Читаем Жизнь без Карло. Музыка для экзальтированных старцев полностью

На станции Плесецк я побывал ровно четыре раза и вряд ли когда-нибудь побываю на ней ещё. В первое моё посещение станция эта произвела на меня впечатление самое удручающее: было чёрное декабрьское утро, и нас, дрожащих от горя и дурных предчувствий юношей, высадили из поезда Москва — Северодвинск и выстроили на освещённом единственным фонарём перроне. Вид наш был ужасающ: некоторые были ещё пьяны, другие тяжело похмельны; одеты все были в самые невозможные обноски — говорили, что по приезде в часть одежду сжигают, а что получше, забирают себе старослужащие (и это была чистая правда), так что все оделись во что не жалко. На мне, в частности, была школьных ещё времён болоньевая куртка, прожженная в двух местах, штаны, в которых отец моего институтского приятеля задавал корм нутриям, рваные кеды и непременная лыжная шапочка с какой-то спортивной надписью (по-простому «пидорка»). Все были клочковато выстрижены на призывном пункте электрической машинкой под ноль; в строю многие шатались и даже почти падали. Более всего мы напоминали ту роту дуболомов, на которую Урфину Джюсу не хватило живительного порошка. Работорговец на восточном базаре получил бы за всех нас оптом в лучшем случае одного хромого ишака, но покупатели (прапорщики из окрестных военно-строительных частей) не дали и того: просто разобрали нас по списку даром, не смотря даже в зубы и не щупая мускулов: в хорошем хозяйстве всякая тварь сгодится — не для работы, так на корм другим.

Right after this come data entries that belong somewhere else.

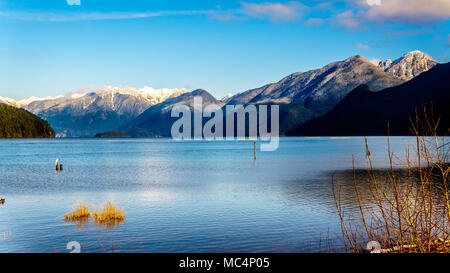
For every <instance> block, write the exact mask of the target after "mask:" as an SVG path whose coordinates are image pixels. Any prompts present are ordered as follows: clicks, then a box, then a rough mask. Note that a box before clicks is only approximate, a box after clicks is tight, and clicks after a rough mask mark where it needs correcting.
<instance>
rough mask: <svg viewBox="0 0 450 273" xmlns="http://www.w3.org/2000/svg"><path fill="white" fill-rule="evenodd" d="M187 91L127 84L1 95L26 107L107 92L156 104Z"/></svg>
mask: <svg viewBox="0 0 450 273" xmlns="http://www.w3.org/2000/svg"><path fill="white" fill-rule="evenodd" d="M186 92H187V90H186V89H185V88H181V89H179V88H160V89H155V88H153V87H149V86H144V87H143V88H140V89H136V88H133V87H128V86H126V87H124V88H120V87H115V86H104V87H100V88H96V89H94V90H92V89H87V90H85V91H84V92H82V93H77V92H76V93H71V92H69V93H68V94H67V95H65V96H61V95H60V96H47V97H42V98H38V97H35V96H32V97H28V98H25V99H21V100H14V99H11V98H6V97H1V96H0V102H3V103H5V104H9V105H11V106H15V107H18V108H24V107H27V106H28V105H30V104H31V103H33V102H37V101H51V100H57V99H62V98H63V99H66V100H72V99H79V98H81V97H84V96H86V95H87V94H90V93H95V94H97V95H99V96H101V97H103V96H105V95H107V94H122V95H130V96H134V97H140V98H141V99H144V100H146V101H147V102H149V103H151V104H156V103H159V102H162V101H164V100H165V99H167V98H169V97H172V96H178V95H181V94H183V93H186ZM111 99H112V98H111Z"/></svg>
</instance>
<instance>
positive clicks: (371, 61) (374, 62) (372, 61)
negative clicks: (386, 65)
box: [369, 58, 381, 66]
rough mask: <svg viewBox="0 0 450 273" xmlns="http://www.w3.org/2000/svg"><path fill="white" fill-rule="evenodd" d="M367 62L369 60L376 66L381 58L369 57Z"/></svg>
mask: <svg viewBox="0 0 450 273" xmlns="http://www.w3.org/2000/svg"><path fill="white" fill-rule="evenodd" d="M369 62H371V63H373V65H376V66H378V64H379V63H380V62H381V60H380V59H377V58H375V59H371V60H369Z"/></svg>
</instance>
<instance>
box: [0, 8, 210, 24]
mask: <svg viewBox="0 0 450 273" xmlns="http://www.w3.org/2000/svg"><path fill="white" fill-rule="evenodd" d="M212 13H213V11H208V10H185V11H183V10H180V11H155V12H152V11H149V12H59V13H58V12H31V11H0V17H7V18H11V19H15V20H23V21H42V22H46V21H50V22H65V21H92V20H118V19H138V18H150V17H161V16H174V15H208V14H212Z"/></svg>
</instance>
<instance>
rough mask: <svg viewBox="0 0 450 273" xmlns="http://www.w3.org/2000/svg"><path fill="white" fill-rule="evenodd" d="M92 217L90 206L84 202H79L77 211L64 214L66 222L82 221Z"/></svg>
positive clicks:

Нас погрузили в фургон без окон с голым дощатым полом и лампочкой в потолке (позже я узнал, что это была самая роскошная машина в части — в ней возили из города и обратно офицеров). В углу на скамейке спал рыжий сержант в засаленном бушлате. Когда мы стали рассаживаться, он проснулся и сонно нас осмотрел: «Ну чо, духи, — сказал он с удовлетворением. — Бухать есть?» Все развели руками — всё было выпито ещё в поезде. «Ну тогда вешайтесь», — равнодушно сказал сержант и снова заснул.

Прапорщик запер двери снаружи, и более я никаких достопримечательностей станции Плесецк в тот раз не увидел.

Во второй раз я побывал на этой станции при гораздо более счастливых обстоятельствах.

Был я к тому времени уже вполне заслуженным «дедушкой».

Внутренняя эта солдатская табель о рангах в зависимости от срока службы, в противовес официальным «соплям», как презрительно именовались ефрейторские или сержантские лычки, выдававшиеся за умение угодить командованию, существовала в армии уж точно через некоторое время после всеобщей демобилизации после войны и существует наверняка в том или ином виде и поныне. В разных родах войск и в разных местах дислокации названия чинов различались, но принцип оставался один: положение твоё зависело от того, сколько приказов Министра обороны ты пережил в армии.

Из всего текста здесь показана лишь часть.